E então percebo que, em algum ponto, a receita tinha desandado. O almejado traço perfeito era um borrão preto e lustroso sobre pálpebras meio engorduradas, nas quais um risco extravagante me fazia parecer estrábica.
Toda a fantasia passou então para o passado perfeito. Aliviada, lavei o rosto e fiz em três minutos a minha maquiagem habitual, que consiste em rabiscar com lápis marrom o contorno dos olhos, esfumaçar com pincel e pronto.

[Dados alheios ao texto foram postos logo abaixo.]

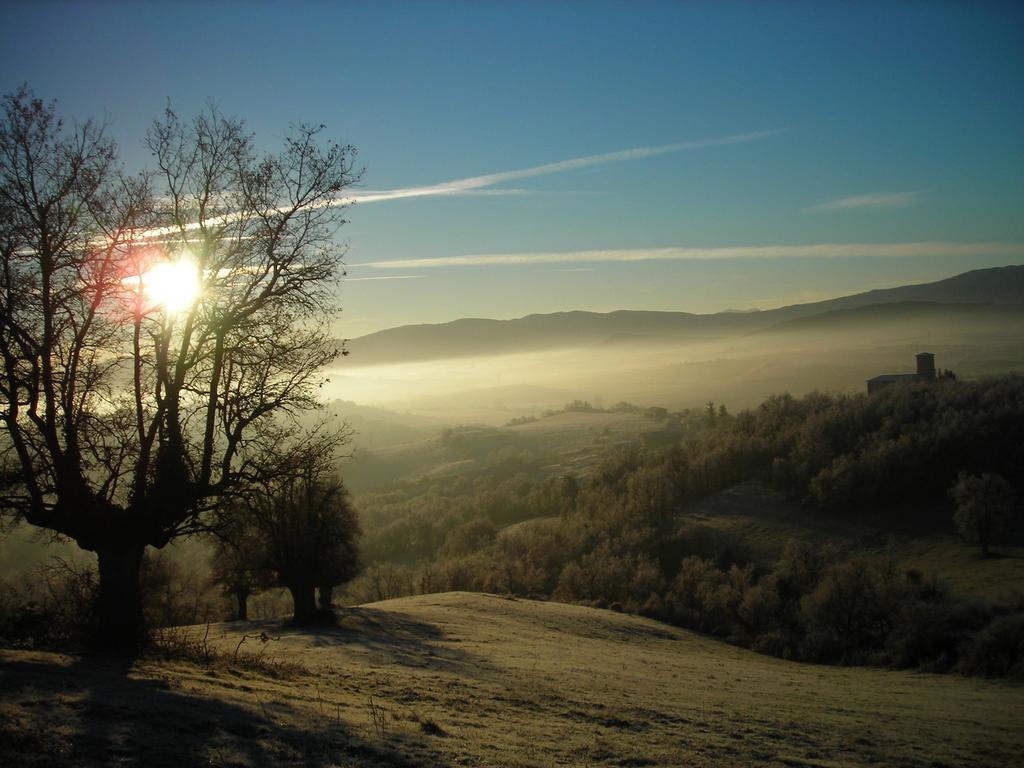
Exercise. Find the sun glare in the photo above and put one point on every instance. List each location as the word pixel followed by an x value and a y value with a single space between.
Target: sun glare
pixel 173 286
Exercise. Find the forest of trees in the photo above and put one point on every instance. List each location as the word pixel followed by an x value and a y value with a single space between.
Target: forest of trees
pixel 617 537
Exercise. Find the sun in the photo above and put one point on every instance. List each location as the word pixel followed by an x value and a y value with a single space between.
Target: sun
pixel 173 286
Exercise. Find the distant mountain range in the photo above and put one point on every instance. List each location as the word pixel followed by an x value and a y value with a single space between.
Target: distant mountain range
pixel 981 295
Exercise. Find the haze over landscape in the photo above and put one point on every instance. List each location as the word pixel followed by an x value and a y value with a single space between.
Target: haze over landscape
pixel 512 384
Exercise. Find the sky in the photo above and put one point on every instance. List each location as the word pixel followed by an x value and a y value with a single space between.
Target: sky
pixel 528 158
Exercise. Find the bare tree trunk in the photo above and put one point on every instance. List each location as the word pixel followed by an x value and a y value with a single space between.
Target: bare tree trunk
pixel 304 602
pixel 242 596
pixel 326 598
pixel 122 628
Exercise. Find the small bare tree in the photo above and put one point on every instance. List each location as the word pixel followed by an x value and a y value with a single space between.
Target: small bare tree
pixel 304 528
pixel 126 415
pixel 984 507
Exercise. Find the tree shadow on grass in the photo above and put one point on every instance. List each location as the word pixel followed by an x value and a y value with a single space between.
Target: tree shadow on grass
pixel 96 712
pixel 393 637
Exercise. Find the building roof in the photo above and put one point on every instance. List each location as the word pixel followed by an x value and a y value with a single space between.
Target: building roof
pixel 895 377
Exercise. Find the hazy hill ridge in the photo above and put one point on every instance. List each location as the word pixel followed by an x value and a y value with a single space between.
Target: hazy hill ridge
pixel 467 337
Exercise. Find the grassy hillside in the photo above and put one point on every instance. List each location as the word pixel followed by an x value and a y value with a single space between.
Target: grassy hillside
pixel 477 680
pixel 761 521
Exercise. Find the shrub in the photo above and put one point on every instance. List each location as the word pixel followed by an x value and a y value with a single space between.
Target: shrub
pixel 997 650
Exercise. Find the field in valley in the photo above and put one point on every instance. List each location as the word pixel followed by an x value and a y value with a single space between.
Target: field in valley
pixel 480 680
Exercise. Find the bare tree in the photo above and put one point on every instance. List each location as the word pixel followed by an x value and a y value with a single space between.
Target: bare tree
pixel 131 406
pixel 984 507
pixel 306 531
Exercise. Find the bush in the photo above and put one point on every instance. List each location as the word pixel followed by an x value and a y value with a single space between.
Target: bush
pixel 997 650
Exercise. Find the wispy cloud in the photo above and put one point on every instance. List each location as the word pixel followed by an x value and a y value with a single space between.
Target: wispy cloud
pixel 877 200
pixel 817 251
pixel 385 276
pixel 478 182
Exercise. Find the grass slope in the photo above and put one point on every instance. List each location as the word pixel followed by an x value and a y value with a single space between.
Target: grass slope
pixel 760 521
pixel 478 680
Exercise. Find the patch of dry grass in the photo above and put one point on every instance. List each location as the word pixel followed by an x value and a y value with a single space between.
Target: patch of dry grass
pixel 477 680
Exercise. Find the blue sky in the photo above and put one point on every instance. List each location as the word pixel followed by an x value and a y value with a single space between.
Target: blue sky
pixel 871 124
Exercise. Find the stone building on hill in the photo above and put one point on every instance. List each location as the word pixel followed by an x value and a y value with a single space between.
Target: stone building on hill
pixel 926 372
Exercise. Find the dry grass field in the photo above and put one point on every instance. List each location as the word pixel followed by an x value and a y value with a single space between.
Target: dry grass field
pixel 480 680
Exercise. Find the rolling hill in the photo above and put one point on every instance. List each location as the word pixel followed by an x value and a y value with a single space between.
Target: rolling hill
pixel 479 680
pixel 468 337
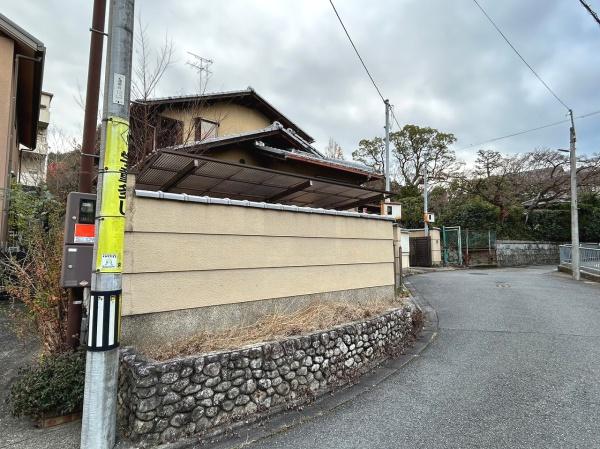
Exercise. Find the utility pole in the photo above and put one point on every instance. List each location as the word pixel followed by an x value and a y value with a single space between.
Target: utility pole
pixel 102 361
pixel 76 295
pixel 387 145
pixel 574 211
pixel 88 144
pixel 425 195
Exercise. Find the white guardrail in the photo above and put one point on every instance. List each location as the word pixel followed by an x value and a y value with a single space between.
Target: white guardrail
pixel 589 257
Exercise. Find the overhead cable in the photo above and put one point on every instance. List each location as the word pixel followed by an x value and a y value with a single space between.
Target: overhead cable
pixel 356 51
pixel 518 133
pixel 591 11
pixel 520 56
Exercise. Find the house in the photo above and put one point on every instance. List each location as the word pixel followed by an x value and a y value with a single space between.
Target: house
pixel 240 129
pixel 21 72
pixel 233 213
pixel 32 164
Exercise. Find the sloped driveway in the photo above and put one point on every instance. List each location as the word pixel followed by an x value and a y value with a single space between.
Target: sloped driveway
pixel 516 364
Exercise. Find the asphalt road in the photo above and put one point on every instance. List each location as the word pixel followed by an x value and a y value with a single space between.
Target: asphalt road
pixel 516 364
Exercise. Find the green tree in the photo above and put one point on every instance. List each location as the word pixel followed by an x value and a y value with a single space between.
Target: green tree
pixel 413 144
pixel 371 153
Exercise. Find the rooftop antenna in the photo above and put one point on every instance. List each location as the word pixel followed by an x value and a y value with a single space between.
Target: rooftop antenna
pixel 202 67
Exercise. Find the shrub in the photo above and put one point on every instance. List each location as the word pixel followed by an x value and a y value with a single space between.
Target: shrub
pixel 32 277
pixel 52 386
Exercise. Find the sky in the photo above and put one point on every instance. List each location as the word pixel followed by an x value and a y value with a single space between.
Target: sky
pixel 440 63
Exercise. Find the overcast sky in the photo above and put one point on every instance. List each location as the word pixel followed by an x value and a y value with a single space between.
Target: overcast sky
pixel 439 62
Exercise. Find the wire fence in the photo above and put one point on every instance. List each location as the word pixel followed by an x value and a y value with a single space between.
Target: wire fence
pixel 589 257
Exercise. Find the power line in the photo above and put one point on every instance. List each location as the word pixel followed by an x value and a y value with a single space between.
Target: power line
pixel 591 11
pixel 363 62
pixel 518 133
pixel 521 57
pixel 356 51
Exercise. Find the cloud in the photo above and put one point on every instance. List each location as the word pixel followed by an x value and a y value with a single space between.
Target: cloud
pixel 440 63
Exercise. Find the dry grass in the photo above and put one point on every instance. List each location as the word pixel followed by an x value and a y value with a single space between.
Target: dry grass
pixel 316 316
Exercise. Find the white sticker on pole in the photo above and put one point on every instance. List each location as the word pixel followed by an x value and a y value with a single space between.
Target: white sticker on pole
pixel 109 261
pixel 119 89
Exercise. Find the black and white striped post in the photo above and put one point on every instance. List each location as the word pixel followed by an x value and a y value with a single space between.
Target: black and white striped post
pixel 104 329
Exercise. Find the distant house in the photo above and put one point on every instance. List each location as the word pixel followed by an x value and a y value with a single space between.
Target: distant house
pixel 21 72
pixel 240 127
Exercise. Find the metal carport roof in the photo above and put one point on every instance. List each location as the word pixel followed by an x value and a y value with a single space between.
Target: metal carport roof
pixel 180 172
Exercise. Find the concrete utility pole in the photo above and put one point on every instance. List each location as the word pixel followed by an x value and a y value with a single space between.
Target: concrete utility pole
pixel 102 362
pixel 425 195
pixel 91 96
pixel 387 145
pixel 574 211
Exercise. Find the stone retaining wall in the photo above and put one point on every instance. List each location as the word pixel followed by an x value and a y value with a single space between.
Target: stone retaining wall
pixel 511 253
pixel 206 394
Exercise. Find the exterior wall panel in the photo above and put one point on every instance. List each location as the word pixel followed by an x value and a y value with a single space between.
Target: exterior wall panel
pixel 182 255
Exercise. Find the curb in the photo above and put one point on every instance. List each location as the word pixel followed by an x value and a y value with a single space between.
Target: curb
pixel 284 421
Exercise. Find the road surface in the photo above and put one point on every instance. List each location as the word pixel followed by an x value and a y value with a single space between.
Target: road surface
pixel 516 364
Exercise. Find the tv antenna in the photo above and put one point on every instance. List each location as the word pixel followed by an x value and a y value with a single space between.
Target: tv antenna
pixel 202 67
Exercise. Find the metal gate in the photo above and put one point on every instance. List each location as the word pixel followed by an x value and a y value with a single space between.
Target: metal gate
pixel 420 251
pixel 452 241
pixel 468 247
pixel 479 247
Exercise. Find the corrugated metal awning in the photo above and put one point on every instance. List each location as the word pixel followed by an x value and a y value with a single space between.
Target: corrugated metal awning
pixel 179 172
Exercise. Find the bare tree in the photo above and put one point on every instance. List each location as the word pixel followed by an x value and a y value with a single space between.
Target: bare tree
pixel 150 64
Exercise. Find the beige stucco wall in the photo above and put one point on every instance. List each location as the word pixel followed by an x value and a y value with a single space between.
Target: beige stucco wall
pixel 232 118
pixel 7 145
pixel 182 255
pixel 436 243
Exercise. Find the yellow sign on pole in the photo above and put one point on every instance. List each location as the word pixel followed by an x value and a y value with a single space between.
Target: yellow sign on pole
pixel 109 257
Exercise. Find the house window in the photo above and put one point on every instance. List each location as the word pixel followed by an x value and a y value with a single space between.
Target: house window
pixel 169 132
pixel 205 129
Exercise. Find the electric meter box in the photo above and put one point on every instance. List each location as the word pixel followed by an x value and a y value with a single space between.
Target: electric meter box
pixel 392 209
pixel 80 232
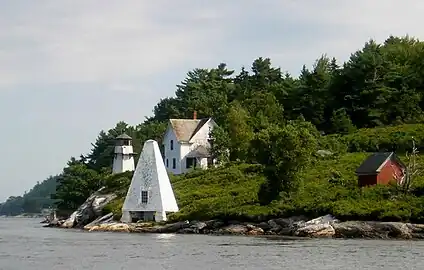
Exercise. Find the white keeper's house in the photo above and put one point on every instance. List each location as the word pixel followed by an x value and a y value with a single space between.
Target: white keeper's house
pixel 186 144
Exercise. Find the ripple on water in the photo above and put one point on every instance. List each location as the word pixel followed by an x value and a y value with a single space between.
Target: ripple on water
pixel 24 245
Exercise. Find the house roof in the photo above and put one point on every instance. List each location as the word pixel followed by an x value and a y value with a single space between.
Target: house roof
pixel 200 151
pixel 185 129
pixel 376 161
pixel 123 136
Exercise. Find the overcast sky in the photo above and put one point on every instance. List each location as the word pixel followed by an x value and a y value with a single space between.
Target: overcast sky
pixel 69 69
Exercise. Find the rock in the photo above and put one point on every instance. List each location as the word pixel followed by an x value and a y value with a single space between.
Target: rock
pixel 324 153
pixel 371 229
pixel 101 220
pixel 197 226
pixel 275 228
pixel 71 221
pixel 253 230
pixel 234 229
pixel 416 230
pixel 214 224
pixel 113 227
pixel 188 231
pixel 173 228
pixel 89 211
pixel 264 226
pixel 316 230
pixel 318 227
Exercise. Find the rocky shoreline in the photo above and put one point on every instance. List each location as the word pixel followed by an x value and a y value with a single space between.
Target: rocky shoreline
pixel 89 217
pixel 322 227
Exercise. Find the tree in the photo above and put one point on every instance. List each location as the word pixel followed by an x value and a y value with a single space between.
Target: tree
pixel 76 183
pixel 284 152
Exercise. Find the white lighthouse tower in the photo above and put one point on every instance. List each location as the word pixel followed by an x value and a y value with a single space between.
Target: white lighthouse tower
pixel 124 156
pixel 150 195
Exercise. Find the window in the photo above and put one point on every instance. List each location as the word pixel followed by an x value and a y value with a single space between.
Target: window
pixel 144 196
pixel 191 162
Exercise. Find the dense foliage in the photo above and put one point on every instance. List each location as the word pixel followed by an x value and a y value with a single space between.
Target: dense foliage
pixel 273 125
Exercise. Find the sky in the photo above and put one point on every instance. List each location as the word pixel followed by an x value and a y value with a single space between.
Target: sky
pixel 71 68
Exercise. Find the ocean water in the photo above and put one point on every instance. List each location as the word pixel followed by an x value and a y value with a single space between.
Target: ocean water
pixel 25 245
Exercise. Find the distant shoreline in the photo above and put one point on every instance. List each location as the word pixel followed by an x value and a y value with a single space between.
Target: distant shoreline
pixel 322 227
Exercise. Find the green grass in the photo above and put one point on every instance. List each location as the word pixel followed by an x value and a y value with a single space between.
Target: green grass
pixel 389 138
pixel 329 186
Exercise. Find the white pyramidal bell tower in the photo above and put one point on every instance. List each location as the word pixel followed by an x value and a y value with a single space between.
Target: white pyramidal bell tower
pixel 150 194
pixel 124 156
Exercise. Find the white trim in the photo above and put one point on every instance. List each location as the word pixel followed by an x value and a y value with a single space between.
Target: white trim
pixel 384 163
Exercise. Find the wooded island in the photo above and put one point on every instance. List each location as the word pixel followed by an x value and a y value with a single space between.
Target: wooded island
pixel 294 143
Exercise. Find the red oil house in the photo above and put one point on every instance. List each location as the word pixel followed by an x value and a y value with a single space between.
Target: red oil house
pixel 380 168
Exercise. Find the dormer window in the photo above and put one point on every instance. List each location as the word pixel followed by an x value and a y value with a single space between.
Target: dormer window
pixel 144 196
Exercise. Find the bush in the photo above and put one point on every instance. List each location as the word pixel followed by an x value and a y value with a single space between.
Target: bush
pixel 392 138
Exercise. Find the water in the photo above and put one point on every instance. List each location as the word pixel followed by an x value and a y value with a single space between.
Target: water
pixel 24 245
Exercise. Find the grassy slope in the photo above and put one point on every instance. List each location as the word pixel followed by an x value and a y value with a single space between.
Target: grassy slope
pixel 329 186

Pode não ser muito chique, ou marcante, ou impressionar ninguém, mas é tudo que sei e posso fazer.
Constanza bem que tinha me avisado.
“Eu tive aulas de pintura quando era garota e aprendi muitos truques com as tintas. Tudo, acho, para hoje poder fazer a minha maquiagem”.
Como se beleza extraordinária não fosse um conjunto de genes embrulhados para presente e entregue para muito poucos, descubro que também o dom da arte pode vir nesse pacote.
E, para que a vida não venha a se transformar numa cruzada por objetivos vãos, fui procurar um romance na estante. Ou, talvez, tenha ido assistir a um dos filmes do Oscar. Não me lembro mais.